The environmental nightmare unleashed by the crippled BP oil well in the Gulf of Mexico crept further into the white-sand paradises of Florida yesterday with officials announcing a swimming ban along a six-mile stretch of popular lido while researchers warned of mass lay-offs in the state's all-important tourism sector this year.
The damage being inflicted on BP itself meanwhile continued to worsen as shares in London fell another 4 per cent in nervous trading that reflected the campaign by the federal government in Washington to shift all blame for the catastrophe on to the company by serving notice that it will be expected to pay all bills. Pressure on BP was even harsher in New York where its depositary shares closed down 16 per cent. "People are resigning themselves to the fact that there may be a suspension of the dividend," said Tony Shepard, an oil analyst at brokerage Charles Stanley in London.
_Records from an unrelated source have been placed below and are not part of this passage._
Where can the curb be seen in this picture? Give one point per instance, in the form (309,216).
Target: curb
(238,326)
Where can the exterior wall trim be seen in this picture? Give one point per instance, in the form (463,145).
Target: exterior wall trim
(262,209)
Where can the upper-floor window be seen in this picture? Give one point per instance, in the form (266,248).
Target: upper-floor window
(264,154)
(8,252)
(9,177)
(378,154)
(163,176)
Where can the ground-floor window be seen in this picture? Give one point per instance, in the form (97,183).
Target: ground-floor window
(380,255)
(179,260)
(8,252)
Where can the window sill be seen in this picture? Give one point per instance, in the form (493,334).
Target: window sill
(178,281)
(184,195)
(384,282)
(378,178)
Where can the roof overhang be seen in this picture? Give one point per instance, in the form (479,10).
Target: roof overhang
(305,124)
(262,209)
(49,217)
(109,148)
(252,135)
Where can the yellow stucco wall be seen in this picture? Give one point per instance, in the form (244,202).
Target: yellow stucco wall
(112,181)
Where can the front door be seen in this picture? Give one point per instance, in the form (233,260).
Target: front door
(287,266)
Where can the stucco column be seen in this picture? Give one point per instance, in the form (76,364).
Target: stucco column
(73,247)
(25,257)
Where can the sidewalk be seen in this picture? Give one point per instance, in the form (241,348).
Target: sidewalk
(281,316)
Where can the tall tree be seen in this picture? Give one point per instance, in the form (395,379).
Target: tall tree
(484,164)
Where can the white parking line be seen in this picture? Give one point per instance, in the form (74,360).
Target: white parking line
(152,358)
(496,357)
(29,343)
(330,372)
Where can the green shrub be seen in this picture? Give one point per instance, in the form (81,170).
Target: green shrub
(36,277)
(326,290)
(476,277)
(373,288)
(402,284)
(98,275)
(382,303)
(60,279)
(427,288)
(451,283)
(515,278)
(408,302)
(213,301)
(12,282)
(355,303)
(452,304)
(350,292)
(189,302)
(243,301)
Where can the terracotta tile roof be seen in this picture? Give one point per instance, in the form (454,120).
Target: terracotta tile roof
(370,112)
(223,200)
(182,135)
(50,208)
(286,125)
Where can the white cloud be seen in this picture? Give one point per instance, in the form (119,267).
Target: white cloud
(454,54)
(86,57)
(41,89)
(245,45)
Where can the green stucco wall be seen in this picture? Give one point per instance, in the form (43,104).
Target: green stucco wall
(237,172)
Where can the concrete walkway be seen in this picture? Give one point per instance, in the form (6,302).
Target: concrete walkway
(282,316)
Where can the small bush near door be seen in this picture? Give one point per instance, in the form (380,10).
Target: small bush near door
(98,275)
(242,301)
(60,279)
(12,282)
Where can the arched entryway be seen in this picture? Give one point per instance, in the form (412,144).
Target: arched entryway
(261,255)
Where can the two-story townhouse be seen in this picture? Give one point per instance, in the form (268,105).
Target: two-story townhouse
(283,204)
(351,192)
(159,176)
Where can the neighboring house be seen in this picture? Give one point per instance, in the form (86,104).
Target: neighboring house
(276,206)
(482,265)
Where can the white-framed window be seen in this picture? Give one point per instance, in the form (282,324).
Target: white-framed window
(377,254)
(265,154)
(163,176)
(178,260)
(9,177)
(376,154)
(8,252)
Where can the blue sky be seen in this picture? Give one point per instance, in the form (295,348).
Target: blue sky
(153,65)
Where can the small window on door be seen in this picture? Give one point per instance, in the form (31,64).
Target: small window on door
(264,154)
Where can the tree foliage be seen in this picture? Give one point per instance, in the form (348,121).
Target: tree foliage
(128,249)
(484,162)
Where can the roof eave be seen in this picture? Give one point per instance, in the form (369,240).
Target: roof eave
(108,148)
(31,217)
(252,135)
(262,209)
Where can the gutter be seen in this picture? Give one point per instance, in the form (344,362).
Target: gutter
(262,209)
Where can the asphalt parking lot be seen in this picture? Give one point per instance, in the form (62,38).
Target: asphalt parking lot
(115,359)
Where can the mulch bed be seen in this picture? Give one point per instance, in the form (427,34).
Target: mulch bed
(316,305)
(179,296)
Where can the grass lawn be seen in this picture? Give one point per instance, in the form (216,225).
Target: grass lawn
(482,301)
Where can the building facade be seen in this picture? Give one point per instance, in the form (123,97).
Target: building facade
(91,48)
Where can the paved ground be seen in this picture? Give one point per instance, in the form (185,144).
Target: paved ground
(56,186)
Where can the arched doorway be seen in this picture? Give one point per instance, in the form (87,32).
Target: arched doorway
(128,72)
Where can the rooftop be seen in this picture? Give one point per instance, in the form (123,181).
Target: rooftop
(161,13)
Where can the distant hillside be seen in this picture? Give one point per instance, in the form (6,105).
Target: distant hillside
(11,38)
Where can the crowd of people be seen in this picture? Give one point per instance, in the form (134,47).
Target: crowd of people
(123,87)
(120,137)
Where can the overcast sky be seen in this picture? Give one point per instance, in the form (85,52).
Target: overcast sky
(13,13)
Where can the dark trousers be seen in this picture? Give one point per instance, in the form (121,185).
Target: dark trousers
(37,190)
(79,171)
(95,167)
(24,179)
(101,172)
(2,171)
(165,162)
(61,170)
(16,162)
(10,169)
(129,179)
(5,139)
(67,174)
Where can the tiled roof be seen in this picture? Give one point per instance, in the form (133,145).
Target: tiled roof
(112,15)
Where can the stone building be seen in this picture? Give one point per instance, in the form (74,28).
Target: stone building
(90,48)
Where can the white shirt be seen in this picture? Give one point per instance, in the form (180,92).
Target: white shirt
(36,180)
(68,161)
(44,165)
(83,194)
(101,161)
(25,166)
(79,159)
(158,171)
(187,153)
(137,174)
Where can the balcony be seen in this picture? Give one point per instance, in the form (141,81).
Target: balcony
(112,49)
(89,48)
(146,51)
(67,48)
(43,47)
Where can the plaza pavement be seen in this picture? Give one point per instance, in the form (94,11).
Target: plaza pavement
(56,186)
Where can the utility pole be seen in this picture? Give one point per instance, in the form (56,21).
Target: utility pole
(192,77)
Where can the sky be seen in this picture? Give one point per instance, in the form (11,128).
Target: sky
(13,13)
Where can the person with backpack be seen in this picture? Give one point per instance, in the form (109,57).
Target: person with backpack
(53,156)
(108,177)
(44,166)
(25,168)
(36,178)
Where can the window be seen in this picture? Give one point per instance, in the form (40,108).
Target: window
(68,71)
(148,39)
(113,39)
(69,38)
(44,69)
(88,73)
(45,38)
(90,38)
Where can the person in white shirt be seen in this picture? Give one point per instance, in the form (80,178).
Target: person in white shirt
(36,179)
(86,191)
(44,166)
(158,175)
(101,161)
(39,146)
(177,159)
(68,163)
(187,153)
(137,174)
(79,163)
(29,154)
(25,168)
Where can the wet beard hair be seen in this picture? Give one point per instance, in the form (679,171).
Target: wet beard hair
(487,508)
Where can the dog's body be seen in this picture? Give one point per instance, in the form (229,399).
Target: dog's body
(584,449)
The Interior Secretary, Ken Salazar, told US Congress he now expected BP to pay for the cancelled salaries of anyone unexpectedly without work because of the six-month moratorium on deep-ocean drilling announced in the wake of the blow-out.
A memorandum from Goldman Sachs, the Wall Street brokerage giant, meanwhile put at $33bn (£23bn) the eventual cost to BP for everything associated with the disaster, including clean-up, legal bills and compensation payments. The analysts said it may be a decade before all these costs have materialised, however. The bank predicted the two-quarter dividend holiday by the company in response to direct pressure from US politicians.
Tar balls have been puncturing the sands of Pensacola in Florida since last weekend. Yesterday, officials introduced the first swimming ban in the state associated with the leak, covering a six-mile stretch of Perdido Beach on the Gulf Shore Islands. The White House said Barack Obama, whose presidency has been knocked off course by the crisis, would make a fourth trip to the Gulf Coast next week, notably making his first stop since the disaster began in Florida, an all-important political swing state.
Sean Snaith, an economist with the University of Central Florida, released an initial study into the potential impact of the disaster on the state's economy, concluding that as many as 195,000 Floridians employed in the tourism sector could be laid off as a result of the spill. Mr Snaith contended that a direct hit by the surface slick on Florida could spell a 50 per cent drop in tourist visits. Exactly how serious a scenario will unfold is difficult to predict, he admitted. "The whole economic impact of the episode is a giant layer cake of uncertainty," he said. "How many counties will be affected? I don't know. We won't really know until the oil starts washing up on the shore."
Just days ago, however, officials at BP were publicly suggesting Florida would escape all impact from the spill. As in other areas, the company seems now to have downplayed the fall-out from the disaster. Similarly, officials continued yesterday to dispute findings by the US government that large suspended plumes of crude are hanging in the Gulf as far down as 3,000 feet. The existence of the plumes was confirmed by the government on Tuesday.
Admiral Thad Allen of the US Coast Guard released a letter he had sent to BP expressing concern that the company was fouling up in its disbursement of compensation claim monies. He said he had demanded a meeting with company executives, which was due to take place later yesterday. In the letter to BP sent on 8 June, he said: "The Federal Government and the public expects BP's claims process to fully address the needs of impacted individuals and businesses."